Not only is bison now readily available for businesses, individuals can enjoy this healthy meat in customized, pre-prepared meals from Plainsmart. This “gold standard of protein” allows you to feel full after you eat it, making it the perfect addition to a weight-loss program. Plainsmart offers delicious bison breakfast sandwiches and gourmet bison with bourguignon sauce as two options that are part of its unique diet and exercise program featuring healthy and convenient shelf-stable meals.

Lamar explains that this weight management program is the most scientifically based in the industry, and communicating this through the brand message is key. “Brands package meanings,” he says, and there must be a relationship between customers and professionals in an organization to get the message across. This is why individualized experiences – beginning with the customized products to personalized marketing strategies – are key for brand building.

Tri CorOnce your food product and its packaging has been perfected with the customer in mind, it’s time to get it on the store shelves. Our second guest is Art Johanson, Director of Sales and Marketing at Tri-Cor, whose company works to make sure store displays are highlighting and showcasing products with the very best eye-catching signage. From pallets in big-box stores to floor, shelf, and counter displays, first impression is everything to a customer. If your product isn’t out on the shelves calling shoppers’ names with appealing, show-stopping designs, your marketing efforts have been wasted.

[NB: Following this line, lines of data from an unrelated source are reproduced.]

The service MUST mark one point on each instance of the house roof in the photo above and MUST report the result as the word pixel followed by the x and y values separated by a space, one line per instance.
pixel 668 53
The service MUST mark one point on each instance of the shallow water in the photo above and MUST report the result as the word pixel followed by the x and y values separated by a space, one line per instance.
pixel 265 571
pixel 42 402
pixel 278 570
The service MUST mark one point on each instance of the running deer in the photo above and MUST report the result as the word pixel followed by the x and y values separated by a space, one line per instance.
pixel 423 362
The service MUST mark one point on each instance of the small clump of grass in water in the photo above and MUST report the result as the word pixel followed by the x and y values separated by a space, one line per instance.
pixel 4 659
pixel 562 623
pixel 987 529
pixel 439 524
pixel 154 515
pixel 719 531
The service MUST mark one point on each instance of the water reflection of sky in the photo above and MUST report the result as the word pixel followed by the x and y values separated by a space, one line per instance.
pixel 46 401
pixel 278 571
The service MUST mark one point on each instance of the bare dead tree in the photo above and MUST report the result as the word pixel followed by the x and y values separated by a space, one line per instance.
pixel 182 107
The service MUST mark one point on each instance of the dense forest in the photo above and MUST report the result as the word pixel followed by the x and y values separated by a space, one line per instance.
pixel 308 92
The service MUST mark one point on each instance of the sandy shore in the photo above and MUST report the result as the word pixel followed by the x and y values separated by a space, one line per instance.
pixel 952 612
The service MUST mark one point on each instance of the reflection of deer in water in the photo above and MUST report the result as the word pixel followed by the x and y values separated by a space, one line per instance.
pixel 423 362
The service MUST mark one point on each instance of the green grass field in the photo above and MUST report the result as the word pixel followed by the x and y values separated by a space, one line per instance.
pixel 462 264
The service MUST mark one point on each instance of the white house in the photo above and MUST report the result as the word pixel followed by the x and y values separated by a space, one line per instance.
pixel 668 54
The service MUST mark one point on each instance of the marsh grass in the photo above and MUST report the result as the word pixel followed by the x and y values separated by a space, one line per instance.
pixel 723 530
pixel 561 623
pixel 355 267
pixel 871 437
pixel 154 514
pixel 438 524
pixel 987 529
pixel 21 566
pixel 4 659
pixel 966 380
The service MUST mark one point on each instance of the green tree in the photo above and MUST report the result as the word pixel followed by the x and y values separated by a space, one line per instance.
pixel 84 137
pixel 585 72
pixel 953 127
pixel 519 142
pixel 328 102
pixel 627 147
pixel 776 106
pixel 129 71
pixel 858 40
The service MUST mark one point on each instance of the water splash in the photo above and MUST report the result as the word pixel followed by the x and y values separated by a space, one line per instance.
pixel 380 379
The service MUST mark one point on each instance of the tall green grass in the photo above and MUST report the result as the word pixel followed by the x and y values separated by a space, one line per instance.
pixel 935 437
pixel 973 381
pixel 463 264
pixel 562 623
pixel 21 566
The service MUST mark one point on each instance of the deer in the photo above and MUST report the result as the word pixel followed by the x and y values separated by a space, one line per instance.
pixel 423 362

Tri-Cor’s goal is to make companies look good, and retail signage plays a big part in this. Anything that grabs your attention in a store environment when walking through the aisles is prime real estate for communicating the message of your brand. Johanson says his company stands out from the crowd because of its passion for creative design and its focus on the customer. The creative team will present three different display designs to a client, listening to their needs and giving them a choice.

Producers know their retail packaging is the signature they leave everywhere – it helps consumers recognize their brand and reflects the quality of the product inside. All efforts to show off your product must be treated with the same time and care as the product itself. From personalized marketing that establishes your company as credible and knowledgeable, to one-on-one meetings and conversations with customers, it’s ultimately about serving their needs and delivering superior products time after time.